S'en suivent des échanges entre les deux hommes et les explications du narrateur.
Après 25 ans, le choc des retrouvailles en 1987 avec sa mère mourante et avec la mère patrie amène l'artiste à "consulter" et à se dévoiler entre "vérité et réalité".
Du "grand jeté" symbolique vers la liberté en rejoignant la police de l'aéroport à la dernière chorégraphie du ballet "La Bayadère", à l'Opéra de Paris, la vie de Noureev s'égrène devant nos yeux : enfance, lieux de vie, amours, admirateurs, deuils, danse passion, danse encore, danse toujours.
Autant et parfois plus que les mots, comme en prend conscience son psychanalyste "envoûté", l'artiste exprime sa profondeur tourmentée en laissant parler son inconscient dans l'expression du corps.
La plume de
Philippe Grimbert distille une analyse subtile de l'homme, du pourquoi de ses célèbres colères, du jeu relationnel qu'il pratique.
Tour à tour dominant, autoritaire, séducteur et charmeur, manipulateur, regard magnétique, pommettes hautes, dieu de la danse, homme brisé en quête de reconnaissance, l'artiste se livre quand il le veut.
Le psychanalyste se laissera absorber par l'homme.
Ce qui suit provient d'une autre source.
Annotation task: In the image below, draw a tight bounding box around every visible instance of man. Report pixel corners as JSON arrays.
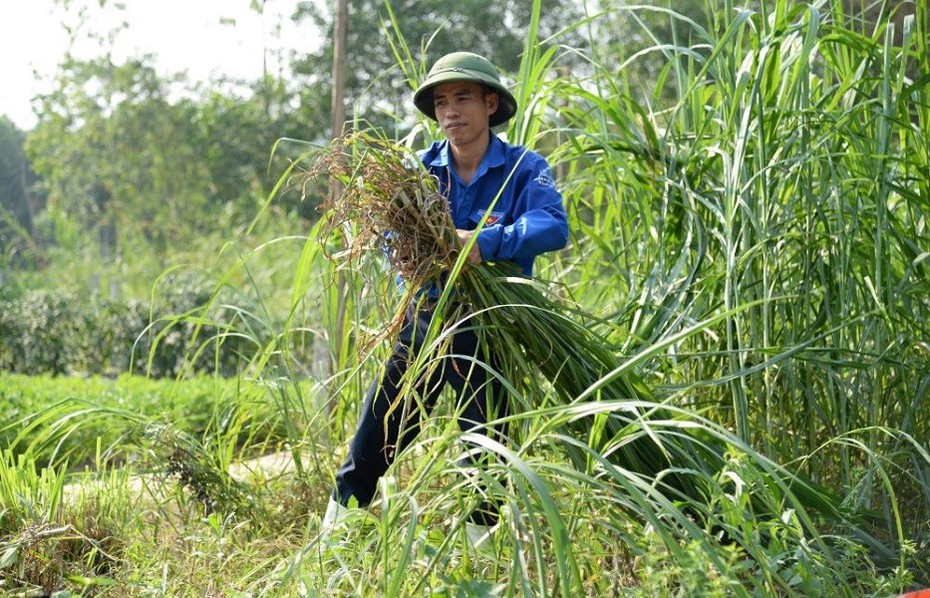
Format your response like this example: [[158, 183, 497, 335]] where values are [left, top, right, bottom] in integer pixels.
[[323, 52, 568, 544]]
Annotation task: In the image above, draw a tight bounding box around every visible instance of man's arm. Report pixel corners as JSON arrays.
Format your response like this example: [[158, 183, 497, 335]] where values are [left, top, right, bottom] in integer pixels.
[[476, 155, 568, 261]]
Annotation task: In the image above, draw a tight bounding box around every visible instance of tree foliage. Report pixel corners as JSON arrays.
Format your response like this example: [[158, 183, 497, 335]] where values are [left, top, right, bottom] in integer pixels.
[[294, 0, 579, 135], [0, 116, 42, 263]]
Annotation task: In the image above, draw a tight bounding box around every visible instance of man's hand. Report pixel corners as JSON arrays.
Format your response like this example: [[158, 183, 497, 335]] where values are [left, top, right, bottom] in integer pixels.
[[455, 228, 481, 265]]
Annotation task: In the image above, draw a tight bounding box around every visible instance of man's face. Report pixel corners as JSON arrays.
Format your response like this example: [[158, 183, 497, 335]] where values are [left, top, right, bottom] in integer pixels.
[[433, 82, 498, 146]]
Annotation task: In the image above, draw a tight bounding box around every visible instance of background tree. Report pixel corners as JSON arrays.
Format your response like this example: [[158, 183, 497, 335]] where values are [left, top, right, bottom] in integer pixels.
[[0, 116, 42, 263], [286, 0, 580, 138]]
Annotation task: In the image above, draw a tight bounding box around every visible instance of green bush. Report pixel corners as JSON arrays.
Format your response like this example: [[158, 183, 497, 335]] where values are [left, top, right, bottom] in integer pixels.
[[0, 279, 254, 377]]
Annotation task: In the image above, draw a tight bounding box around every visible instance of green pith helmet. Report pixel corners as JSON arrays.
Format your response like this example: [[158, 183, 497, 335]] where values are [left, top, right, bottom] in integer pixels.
[[413, 52, 517, 127]]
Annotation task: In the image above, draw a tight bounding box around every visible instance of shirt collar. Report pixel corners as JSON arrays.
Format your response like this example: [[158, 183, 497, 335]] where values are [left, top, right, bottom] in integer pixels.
[[427, 133, 504, 178]]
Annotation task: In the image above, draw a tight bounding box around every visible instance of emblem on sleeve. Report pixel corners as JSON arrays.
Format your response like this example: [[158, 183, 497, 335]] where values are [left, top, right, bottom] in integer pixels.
[[533, 166, 555, 187]]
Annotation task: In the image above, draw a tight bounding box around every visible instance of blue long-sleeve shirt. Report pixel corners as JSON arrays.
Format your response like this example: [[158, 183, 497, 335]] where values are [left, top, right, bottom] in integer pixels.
[[420, 134, 568, 276]]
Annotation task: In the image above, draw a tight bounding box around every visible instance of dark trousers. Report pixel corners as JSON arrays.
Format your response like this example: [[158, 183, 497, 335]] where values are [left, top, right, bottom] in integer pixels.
[[333, 309, 506, 525]]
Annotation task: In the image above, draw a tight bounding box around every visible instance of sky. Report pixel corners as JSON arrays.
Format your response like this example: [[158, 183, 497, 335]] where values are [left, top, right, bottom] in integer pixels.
[[0, 0, 319, 129]]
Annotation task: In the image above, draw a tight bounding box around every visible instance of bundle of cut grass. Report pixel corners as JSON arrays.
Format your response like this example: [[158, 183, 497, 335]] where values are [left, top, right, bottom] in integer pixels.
[[314, 135, 892, 564]]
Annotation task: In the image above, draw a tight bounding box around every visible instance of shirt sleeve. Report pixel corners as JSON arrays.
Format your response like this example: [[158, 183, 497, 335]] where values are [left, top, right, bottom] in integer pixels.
[[477, 155, 568, 261]]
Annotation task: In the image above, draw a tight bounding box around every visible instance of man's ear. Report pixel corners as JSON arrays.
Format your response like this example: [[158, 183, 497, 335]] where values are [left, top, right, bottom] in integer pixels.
[[484, 93, 501, 116]]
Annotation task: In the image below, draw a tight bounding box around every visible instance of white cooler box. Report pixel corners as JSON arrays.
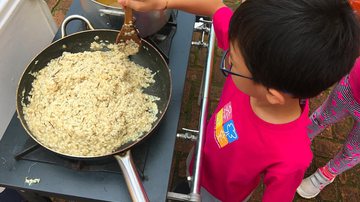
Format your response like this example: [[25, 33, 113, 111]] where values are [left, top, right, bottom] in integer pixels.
[[0, 0, 57, 139]]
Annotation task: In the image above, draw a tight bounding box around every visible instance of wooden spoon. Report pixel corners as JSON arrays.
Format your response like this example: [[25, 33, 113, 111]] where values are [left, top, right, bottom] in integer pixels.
[[116, 7, 141, 46]]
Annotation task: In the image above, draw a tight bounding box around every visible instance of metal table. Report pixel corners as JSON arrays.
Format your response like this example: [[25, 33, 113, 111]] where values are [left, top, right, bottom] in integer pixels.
[[0, 0, 195, 201]]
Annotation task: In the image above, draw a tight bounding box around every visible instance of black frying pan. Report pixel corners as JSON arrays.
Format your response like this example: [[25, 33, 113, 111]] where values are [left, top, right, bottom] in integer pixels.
[[16, 15, 171, 201]]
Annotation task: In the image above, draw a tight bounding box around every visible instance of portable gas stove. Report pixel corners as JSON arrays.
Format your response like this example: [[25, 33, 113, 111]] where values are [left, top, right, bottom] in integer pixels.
[[0, 0, 195, 202]]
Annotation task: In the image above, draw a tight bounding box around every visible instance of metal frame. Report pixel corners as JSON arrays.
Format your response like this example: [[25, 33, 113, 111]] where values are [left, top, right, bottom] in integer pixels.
[[167, 19, 215, 201]]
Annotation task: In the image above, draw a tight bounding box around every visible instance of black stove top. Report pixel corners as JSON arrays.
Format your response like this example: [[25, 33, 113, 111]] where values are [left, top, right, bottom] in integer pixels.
[[0, 0, 195, 201]]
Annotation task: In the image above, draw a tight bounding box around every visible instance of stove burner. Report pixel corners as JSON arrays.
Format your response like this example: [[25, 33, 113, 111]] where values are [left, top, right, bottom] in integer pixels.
[[14, 138, 149, 180]]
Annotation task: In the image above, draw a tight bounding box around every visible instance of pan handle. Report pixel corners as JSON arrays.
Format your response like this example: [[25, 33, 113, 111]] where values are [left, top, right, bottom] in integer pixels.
[[61, 15, 94, 38], [114, 150, 149, 202]]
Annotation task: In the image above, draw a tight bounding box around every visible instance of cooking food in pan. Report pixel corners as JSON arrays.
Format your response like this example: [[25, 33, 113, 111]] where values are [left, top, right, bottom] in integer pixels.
[[22, 41, 159, 156]]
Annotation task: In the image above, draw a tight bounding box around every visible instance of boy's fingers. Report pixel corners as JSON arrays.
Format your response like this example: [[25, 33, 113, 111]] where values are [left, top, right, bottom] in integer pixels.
[[125, 0, 150, 12]]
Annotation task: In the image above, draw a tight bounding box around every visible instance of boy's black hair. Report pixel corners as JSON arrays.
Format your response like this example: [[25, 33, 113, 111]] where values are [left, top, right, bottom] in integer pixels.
[[229, 0, 360, 98]]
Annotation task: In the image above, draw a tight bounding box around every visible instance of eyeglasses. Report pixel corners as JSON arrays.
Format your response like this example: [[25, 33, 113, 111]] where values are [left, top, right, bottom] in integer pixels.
[[220, 50, 254, 80]]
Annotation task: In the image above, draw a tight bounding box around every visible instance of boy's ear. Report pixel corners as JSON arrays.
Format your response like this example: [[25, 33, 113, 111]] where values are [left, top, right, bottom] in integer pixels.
[[266, 88, 285, 104]]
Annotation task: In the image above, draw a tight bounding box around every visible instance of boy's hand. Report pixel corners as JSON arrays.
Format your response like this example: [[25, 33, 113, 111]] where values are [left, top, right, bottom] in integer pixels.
[[118, 0, 168, 12]]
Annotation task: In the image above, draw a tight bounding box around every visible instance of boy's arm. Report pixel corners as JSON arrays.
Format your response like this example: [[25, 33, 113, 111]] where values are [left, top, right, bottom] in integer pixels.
[[262, 169, 305, 202], [118, 0, 225, 16]]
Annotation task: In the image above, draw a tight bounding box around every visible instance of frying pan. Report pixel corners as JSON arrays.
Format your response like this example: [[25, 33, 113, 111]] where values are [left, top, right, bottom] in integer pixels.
[[16, 15, 171, 201]]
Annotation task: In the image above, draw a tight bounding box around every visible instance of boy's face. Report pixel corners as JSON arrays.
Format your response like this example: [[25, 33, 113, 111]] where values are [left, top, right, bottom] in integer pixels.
[[227, 43, 266, 98]]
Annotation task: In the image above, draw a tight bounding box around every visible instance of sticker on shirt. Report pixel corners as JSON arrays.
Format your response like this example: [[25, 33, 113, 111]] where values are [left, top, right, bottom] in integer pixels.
[[215, 102, 238, 148]]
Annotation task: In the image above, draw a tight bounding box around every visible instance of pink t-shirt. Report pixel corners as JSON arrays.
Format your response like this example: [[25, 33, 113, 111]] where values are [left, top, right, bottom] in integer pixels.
[[349, 58, 360, 103], [197, 8, 312, 202]]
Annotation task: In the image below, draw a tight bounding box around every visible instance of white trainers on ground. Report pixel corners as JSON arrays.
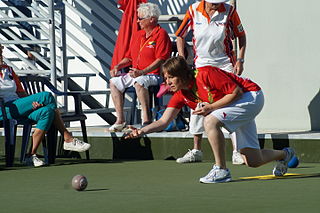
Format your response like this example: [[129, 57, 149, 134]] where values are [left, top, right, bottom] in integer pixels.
[[232, 151, 244, 165], [26, 154, 45, 167], [176, 149, 203, 163], [273, 147, 295, 177], [63, 138, 91, 152], [199, 165, 231, 183], [109, 123, 126, 132]]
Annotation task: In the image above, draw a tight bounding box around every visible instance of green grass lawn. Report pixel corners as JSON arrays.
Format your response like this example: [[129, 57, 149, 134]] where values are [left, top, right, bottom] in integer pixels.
[[0, 160, 320, 213]]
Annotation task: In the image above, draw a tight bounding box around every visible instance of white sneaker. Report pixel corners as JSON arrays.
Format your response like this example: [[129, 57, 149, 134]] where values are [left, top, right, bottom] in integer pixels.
[[199, 165, 231, 183], [176, 149, 203, 163], [232, 151, 244, 165], [272, 147, 295, 177], [26, 154, 45, 167], [109, 123, 126, 132], [63, 138, 91, 152]]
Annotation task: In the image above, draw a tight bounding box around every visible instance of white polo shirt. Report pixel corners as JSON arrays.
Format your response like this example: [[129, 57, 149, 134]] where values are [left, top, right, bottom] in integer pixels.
[[176, 0, 245, 67]]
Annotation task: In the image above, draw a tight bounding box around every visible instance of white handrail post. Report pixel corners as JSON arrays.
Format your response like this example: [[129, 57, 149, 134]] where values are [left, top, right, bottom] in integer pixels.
[[49, 0, 57, 87]]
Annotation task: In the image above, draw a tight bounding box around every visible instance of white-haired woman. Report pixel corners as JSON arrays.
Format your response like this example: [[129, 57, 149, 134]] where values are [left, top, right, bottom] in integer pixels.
[[109, 3, 171, 131]]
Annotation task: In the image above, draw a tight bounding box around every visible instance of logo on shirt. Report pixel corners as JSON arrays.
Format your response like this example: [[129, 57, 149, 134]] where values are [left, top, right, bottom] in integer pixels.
[[237, 24, 243, 32], [223, 112, 227, 119], [146, 41, 156, 48]]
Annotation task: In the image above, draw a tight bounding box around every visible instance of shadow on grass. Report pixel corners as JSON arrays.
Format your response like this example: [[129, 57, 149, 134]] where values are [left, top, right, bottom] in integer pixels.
[[231, 173, 320, 182], [83, 189, 110, 192]]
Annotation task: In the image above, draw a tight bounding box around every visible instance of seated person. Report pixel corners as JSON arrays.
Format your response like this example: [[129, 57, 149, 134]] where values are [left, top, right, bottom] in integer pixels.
[[126, 56, 295, 183], [109, 3, 171, 131], [0, 44, 90, 167]]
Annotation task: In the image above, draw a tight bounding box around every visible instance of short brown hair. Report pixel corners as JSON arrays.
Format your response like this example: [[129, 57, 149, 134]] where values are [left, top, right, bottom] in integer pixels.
[[162, 56, 194, 83]]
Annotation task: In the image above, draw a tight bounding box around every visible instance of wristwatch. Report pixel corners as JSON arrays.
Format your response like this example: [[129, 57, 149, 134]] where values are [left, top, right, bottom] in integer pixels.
[[237, 58, 244, 63]]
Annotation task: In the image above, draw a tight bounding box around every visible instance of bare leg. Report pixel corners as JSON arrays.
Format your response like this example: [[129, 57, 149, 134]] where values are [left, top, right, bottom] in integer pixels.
[[230, 132, 237, 151], [134, 83, 151, 123], [110, 81, 125, 124], [240, 148, 286, 167], [30, 129, 46, 155], [204, 115, 227, 169], [53, 109, 73, 142], [193, 134, 202, 150]]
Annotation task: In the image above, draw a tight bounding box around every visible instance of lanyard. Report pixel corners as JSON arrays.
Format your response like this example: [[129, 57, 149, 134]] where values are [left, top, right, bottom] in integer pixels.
[[136, 26, 160, 68]]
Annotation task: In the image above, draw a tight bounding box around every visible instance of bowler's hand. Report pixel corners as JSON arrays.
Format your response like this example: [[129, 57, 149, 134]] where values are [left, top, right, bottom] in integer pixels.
[[32, 101, 43, 110], [124, 126, 144, 139], [192, 103, 213, 116], [233, 61, 243, 76], [110, 66, 119, 77]]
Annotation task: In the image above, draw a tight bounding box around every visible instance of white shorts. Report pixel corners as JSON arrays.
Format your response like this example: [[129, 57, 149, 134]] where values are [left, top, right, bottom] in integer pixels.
[[210, 90, 264, 150], [110, 74, 162, 92], [189, 103, 204, 135]]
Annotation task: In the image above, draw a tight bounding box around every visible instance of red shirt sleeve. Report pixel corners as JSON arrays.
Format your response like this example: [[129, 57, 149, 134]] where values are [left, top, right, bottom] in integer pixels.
[[155, 29, 171, 60], [207, 68, 238, 95]]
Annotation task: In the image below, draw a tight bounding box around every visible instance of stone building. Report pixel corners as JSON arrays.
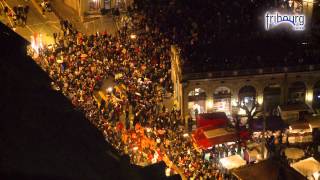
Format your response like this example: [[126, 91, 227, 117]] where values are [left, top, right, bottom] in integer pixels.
[[63, 0, 133, 18], [171, 46, 320, 117]]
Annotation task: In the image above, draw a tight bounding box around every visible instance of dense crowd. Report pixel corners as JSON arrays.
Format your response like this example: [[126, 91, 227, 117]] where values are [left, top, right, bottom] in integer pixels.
[[30, 4, 235, 179], [137, 0, 320, 72], [28, 0, 320, 179]]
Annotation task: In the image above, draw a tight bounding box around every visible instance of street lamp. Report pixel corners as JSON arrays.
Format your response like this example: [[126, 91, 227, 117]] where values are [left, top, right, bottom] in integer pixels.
[[107, 87, 113, 93]]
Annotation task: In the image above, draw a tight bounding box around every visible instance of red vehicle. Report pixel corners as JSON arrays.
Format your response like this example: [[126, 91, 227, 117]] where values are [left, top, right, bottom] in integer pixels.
[[196, 112, 228, 128]]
Il ira au-delà de l'écoute active et déontologique.
Une affinité réservée s'établira entre les deux hommes.
Noureev gardera son mystère tout en exprimant sa douleur (notamment en langue russe - le retour aux sources) mais il restera celui qui "aura toujours le dernier mot".
Le psychanalyste conscient du dépassement qu'il s'autorise exceptionnellement avancera dans sa propre connaissance.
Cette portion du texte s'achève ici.